Student may be punished for insulting vegetarian

Mike Deak:

A school district is allowed to discipline a sixth-grader for bullying because he made disparaging remarks about a classmate’s vegetarianism.

In a case that climbed up the legal ladder, the state Commissioner of Education’s office has ruled that the Montgomery school district can give detention to the student who told the other sixth-grader that “vegetarians are idiots.”

The case rose to the commissioner’s office because the student’s parent contested the district’s finding that the remarks about vegetarianism constituted bullying, a finding that was later backed by a state administrative law judge.

The case began on Oct. 30, 2014, when the two 11-year-old sixth-graders were having lunch in the cafeteria of Montgomery’s Lower Middle School. One of the students, identified in court papers as C.C., made the comments to another student, K.S., about his decision not to eat meat.
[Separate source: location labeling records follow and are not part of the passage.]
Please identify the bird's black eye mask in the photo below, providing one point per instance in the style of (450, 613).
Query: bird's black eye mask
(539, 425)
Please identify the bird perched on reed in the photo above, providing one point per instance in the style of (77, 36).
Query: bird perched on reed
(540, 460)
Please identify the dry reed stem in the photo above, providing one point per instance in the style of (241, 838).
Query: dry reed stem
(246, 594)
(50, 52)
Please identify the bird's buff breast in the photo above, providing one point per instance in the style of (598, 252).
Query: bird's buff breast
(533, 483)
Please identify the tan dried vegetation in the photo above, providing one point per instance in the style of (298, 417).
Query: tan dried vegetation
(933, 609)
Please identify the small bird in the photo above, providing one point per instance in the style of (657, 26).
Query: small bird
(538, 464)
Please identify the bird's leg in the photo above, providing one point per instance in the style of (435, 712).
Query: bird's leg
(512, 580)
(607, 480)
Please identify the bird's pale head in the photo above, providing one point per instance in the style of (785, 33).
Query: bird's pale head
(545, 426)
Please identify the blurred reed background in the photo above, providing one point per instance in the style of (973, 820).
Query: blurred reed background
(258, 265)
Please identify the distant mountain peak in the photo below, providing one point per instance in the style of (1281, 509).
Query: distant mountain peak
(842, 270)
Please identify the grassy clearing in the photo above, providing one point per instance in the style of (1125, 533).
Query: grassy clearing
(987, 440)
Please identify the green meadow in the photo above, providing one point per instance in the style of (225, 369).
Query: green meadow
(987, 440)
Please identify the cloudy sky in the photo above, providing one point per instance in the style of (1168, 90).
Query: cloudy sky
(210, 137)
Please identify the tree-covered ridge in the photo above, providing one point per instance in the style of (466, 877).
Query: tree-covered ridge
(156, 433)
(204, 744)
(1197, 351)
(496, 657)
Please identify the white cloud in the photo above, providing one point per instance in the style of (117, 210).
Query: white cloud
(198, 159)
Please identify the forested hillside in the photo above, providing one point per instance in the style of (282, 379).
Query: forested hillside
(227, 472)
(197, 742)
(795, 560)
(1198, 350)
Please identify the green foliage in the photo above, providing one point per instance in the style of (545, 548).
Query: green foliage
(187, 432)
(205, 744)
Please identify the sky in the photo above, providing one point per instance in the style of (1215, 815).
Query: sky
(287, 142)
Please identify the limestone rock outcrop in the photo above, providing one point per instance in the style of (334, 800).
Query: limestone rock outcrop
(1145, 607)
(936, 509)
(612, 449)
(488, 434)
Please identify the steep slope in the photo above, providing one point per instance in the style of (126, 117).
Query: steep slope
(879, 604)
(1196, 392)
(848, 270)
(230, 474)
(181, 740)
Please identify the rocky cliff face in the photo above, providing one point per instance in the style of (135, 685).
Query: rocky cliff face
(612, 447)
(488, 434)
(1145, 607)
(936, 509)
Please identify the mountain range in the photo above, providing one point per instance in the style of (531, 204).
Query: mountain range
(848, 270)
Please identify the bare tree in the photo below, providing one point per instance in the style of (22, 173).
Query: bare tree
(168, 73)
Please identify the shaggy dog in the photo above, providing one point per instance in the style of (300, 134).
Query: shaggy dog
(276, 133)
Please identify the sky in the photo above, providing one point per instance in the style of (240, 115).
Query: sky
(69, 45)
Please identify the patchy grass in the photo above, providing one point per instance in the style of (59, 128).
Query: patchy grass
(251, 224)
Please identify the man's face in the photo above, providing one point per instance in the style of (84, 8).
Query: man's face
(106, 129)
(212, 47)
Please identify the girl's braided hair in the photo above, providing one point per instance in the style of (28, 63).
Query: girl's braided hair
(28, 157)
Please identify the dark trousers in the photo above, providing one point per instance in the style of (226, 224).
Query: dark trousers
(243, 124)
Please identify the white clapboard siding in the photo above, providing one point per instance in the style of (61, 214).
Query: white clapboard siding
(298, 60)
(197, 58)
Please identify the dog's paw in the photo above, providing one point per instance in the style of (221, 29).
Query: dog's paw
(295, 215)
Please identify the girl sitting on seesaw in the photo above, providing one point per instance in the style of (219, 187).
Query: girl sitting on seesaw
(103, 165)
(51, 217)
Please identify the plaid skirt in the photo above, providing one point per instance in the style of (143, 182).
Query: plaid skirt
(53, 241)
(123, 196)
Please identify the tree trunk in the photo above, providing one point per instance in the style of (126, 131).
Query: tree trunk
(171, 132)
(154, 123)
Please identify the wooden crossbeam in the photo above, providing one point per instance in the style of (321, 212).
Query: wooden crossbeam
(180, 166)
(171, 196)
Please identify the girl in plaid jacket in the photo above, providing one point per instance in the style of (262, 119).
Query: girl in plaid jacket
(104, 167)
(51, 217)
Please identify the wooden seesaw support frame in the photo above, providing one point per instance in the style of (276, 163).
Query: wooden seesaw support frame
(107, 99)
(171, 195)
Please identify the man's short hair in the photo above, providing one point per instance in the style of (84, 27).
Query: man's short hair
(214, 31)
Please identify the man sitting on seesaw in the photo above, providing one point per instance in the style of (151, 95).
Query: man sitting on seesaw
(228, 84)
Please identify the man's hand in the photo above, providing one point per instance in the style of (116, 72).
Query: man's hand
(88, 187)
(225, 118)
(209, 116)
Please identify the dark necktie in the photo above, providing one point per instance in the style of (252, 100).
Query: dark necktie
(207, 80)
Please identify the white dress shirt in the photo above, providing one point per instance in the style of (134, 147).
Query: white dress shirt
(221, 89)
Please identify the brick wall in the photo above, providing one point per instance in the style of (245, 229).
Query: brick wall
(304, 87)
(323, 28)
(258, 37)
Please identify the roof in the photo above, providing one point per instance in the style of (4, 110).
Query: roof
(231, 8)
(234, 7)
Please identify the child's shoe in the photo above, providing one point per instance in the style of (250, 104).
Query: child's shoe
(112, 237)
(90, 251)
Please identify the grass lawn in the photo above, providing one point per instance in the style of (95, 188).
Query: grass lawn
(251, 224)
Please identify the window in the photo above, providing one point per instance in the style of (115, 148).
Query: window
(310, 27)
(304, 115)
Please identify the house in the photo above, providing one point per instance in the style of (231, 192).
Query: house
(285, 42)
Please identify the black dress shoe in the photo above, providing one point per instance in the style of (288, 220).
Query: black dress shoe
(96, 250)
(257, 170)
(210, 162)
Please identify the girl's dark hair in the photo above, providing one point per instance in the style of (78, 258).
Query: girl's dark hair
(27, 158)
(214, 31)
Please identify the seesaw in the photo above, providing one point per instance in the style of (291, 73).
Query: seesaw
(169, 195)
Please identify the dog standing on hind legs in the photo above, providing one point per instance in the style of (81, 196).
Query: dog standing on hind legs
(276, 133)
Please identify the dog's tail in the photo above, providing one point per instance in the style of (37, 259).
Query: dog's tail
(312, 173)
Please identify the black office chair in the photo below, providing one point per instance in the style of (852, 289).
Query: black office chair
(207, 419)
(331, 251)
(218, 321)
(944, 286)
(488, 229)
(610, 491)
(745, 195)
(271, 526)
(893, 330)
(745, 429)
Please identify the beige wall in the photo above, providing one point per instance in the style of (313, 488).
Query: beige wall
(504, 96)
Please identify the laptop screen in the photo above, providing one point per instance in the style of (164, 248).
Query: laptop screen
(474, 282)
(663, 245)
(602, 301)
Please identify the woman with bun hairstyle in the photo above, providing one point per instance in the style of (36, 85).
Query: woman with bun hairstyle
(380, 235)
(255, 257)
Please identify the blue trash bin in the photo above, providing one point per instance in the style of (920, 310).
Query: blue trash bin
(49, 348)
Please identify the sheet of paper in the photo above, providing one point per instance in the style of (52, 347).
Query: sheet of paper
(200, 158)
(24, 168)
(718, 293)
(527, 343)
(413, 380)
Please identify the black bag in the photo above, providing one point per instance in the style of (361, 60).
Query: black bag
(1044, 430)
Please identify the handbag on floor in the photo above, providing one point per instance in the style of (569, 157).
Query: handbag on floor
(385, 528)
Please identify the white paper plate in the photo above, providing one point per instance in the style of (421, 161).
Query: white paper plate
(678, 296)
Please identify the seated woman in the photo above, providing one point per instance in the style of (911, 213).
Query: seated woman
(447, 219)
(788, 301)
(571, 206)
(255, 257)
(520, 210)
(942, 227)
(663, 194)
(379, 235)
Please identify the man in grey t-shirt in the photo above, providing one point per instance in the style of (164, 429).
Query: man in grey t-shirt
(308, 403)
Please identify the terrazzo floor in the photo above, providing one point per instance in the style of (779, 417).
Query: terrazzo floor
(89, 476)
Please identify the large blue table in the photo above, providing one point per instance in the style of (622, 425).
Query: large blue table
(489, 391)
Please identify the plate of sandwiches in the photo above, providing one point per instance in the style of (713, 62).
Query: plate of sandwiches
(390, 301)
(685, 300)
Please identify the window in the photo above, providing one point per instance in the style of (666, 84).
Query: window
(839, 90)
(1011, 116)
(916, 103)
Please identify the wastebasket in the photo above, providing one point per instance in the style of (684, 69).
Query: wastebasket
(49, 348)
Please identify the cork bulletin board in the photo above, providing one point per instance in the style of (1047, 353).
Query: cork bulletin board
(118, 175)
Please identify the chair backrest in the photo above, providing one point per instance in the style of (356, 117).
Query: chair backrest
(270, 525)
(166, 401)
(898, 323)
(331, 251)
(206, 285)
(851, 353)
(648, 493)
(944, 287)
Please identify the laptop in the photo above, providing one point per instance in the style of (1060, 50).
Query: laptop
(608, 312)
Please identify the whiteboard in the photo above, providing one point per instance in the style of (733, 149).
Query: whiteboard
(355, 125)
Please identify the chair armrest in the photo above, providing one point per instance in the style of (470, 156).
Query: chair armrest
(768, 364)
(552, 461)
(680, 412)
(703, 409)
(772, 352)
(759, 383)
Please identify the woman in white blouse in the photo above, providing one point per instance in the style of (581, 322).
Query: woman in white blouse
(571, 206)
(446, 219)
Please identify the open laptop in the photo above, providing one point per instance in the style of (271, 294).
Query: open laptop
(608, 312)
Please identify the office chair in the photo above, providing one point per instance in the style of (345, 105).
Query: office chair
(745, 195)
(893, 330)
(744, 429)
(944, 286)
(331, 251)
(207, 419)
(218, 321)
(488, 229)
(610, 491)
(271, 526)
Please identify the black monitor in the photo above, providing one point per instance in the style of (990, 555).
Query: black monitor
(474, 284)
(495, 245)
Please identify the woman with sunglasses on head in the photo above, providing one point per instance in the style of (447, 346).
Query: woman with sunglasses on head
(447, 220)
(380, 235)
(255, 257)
The investigation by the school’s anti-bullying specialist, guidance counselor Lesley Haas, found that C.C. told K.S. that “it’s not good to not eat meat” and that “he should eat meat because he’d be smarter and have bigger brains,” according to court papers.

The First Amendment:

The First Amendment to the United States Constitution prohibits the making of any law respecting an establishment of religion, impeding the free exercise of religion, abridging the freedom of speech, infringing on the freedom of the press, interfering with the right to peaceably assemble, or prohibiting the petitioning for a governmental redress of grievances.